Weak magnetism and non-Fermi liquids near heavy-fermion critical points
T. Senthil, Matthias Vojta, Subir Sachdev
TL;DR
This work proposes that non-Fermi liquid behavior near heavy-fermion quantum critical points arises from the destruction of the large Fermi surface, producing a small Fermi surface FL$^*$ state with a spinon Fermi surface and an emergent U(1) gauge field. It develops a three-dimensional mean-field description, followed by a gauge-fluctuation analysis, showing a direct, possibly second-order transition from FL$^*$ to the heavy FL with a jump in Fermi-volume and non-Fermi liquid criticality; fluctuations can further drive a spin-density-wave instability of the spinon FS, yielding an exotic U(1) SDW$^*$ metal with weak magnetism. The paper derives a log-divergent specific heat in the FL$^*$ and at the critical point, analyzes transport via a quantum Boltzmann equation, and outlines experimental probes (specific heat, thermal and Raman responses, and monopole detection) that could distinguish the U(1) SDW$^*$ state from conventional SDW metals. Overall, it provides a cohesive framework linking Kondo breakdown, emergent gauge dynamics, and weak-moment magnetism to explain universal non-Fermi liquid signatures in heavy-fermion systems.
Abstract
This paper is concerned with the weak-moment magnetism in heavy-fermion materials and its relation to the non-Fermi liquid physics observed near the transition to the Fermi liquid. We explore the hypothesis that the primary fluctuations responsible for the non-Fermi liquid physics are those associated with the destruction of the large Fermi surface of the Fermi liquid. Magnetism is suggested to be a low-energy instability of the resulting small Fermi surface state.
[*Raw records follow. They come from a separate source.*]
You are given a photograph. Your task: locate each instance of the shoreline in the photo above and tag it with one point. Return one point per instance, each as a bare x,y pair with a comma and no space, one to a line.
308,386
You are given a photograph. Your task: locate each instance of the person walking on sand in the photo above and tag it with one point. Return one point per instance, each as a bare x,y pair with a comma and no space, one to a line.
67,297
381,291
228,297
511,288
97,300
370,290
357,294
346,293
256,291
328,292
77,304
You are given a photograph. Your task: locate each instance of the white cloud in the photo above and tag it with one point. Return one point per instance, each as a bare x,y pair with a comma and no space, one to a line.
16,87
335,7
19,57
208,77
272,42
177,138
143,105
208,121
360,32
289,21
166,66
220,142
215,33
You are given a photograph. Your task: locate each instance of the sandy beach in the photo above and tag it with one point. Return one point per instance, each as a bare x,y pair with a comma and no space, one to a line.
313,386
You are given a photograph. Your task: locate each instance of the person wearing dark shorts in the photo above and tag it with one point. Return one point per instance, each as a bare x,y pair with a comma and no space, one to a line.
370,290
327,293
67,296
A concrete realization of this picture is provided by a fractionalized Fermi liquid state which has a small Fermi surface of conduction electrons, but also has other exotic excitations with interactions described by a gauge theory in its deconfined phase. Of particular interest is a three-dimensional fractionalized Fermi liquid with a spinon Fermi surface and a U(1) gauge structure. A direct second-order transition from this state to the conventional Fermi liquid is possible and involves a jump in the electron Fermi surface volume. The critical point displays non-Fermi liquid behavior. A magnetic phase may develop from a spin density wave instability of the spinon Fermi surface. This exotic magnetic metal may have a weak ordered moment although the local moments do not participate in the Fermi surface. Experimental signatures of this phase and implications for heavy-fermion systems are discussed.